For many people, logging onto Facebook and scrolling through their News Feeds is a daily activity. In fact, the company announced in June that it had hit a two billion monthly active users, marking impressive year-over-year growth.
However, not everyone is so bullish on the social network’s increasing prominence in people’s everyday lives.
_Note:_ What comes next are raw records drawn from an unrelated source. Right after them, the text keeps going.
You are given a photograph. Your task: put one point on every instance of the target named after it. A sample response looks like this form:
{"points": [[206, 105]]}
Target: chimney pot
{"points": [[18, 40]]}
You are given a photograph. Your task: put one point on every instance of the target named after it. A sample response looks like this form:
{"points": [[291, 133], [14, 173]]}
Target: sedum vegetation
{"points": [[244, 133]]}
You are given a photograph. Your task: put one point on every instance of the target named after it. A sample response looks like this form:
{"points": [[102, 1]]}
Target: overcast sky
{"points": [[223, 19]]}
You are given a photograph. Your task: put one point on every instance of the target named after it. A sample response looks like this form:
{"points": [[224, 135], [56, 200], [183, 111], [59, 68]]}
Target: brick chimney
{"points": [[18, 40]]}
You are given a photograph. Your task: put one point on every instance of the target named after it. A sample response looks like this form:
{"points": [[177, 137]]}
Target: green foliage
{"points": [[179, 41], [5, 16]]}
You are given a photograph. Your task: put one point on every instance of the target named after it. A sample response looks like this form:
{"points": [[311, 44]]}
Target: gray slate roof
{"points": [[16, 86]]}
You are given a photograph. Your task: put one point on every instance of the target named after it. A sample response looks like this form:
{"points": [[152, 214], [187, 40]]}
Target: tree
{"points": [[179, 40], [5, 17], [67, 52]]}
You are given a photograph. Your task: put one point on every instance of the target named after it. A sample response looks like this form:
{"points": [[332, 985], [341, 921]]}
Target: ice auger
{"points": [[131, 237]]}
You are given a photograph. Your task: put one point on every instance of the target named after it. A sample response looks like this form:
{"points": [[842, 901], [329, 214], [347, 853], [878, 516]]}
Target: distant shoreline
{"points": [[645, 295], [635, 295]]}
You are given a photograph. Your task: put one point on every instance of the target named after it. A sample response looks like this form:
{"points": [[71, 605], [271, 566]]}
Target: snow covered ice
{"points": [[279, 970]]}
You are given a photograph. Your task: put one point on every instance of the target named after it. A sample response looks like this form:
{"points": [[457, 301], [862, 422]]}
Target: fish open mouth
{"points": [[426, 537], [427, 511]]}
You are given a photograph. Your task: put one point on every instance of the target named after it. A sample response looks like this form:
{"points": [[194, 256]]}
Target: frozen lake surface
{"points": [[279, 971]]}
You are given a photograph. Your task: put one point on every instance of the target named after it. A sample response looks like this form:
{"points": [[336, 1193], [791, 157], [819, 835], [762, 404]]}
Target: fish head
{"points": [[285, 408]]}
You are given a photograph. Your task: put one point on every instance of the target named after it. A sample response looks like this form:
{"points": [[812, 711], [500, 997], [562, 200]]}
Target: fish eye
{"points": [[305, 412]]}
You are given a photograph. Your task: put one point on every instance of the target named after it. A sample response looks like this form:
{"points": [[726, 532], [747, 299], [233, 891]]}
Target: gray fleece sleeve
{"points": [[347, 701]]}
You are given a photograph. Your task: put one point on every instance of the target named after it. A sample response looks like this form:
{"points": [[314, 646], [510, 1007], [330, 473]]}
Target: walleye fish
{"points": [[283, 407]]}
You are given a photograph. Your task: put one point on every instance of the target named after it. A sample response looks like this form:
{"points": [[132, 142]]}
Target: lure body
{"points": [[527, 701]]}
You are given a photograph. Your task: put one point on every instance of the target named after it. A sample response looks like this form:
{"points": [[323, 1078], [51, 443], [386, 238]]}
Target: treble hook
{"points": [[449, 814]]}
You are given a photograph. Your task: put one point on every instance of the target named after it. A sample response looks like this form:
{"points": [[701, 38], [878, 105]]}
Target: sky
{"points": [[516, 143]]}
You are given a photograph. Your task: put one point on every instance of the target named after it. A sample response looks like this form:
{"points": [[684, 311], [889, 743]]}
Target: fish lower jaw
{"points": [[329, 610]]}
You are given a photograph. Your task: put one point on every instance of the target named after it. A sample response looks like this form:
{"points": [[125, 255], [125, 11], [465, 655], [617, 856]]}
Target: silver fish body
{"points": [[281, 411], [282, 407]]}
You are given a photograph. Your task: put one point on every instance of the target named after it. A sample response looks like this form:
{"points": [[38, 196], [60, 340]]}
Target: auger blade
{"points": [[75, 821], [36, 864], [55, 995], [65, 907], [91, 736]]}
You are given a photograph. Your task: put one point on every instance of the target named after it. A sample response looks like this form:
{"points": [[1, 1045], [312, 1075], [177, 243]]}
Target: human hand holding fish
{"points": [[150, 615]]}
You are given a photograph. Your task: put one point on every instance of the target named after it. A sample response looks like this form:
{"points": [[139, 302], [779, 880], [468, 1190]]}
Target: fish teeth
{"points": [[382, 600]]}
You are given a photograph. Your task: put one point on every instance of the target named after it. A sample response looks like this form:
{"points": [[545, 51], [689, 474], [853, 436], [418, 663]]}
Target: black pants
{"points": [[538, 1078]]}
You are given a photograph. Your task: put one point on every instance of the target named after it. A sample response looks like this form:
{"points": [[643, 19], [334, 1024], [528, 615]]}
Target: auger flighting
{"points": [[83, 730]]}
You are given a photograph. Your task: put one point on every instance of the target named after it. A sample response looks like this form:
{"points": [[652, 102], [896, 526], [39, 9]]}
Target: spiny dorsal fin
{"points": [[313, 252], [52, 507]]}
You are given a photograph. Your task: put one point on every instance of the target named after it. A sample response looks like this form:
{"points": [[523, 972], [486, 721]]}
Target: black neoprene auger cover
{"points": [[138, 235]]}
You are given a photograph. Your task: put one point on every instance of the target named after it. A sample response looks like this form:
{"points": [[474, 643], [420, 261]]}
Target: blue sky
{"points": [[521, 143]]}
In fact, Chamath Palihapitiya, who joined Facebook in 2007 and operated as vice president for user growth, said he feels “tremendous guilt” over his role in helping the platform become such a dominant force.
“I think we have created tools that are ripping apart the social fabric of how society works,” he said at an event at Stanford Graduate School of Business.
Palihapitiya mentioned that the drive for online interactions such as ‘liking,’ ‘commenting’ and ‘sharing’ posts online has been damaging to modern day life. “The short-term, dopamine-driven feedback loops we’ve created are destroying how society works,” he said, “No civil discourse, no cooperation; misinformation, mistruth.”
To illustrate this, Palihapitya cited an incident in India in which fake messages about kidnappings were shared on WhatsApp and eventually led to the hanging of seven innocent people.
“That’s what we’re dealing with,” said Palihapitiya. “And imagine taking that to the extreme, where bad actors can now manipulate large swathes of people to do anything you want. It’s just a really, really bad state of affairs. And it’s not an American problem — this is not about Russians ads. This is a global problem.”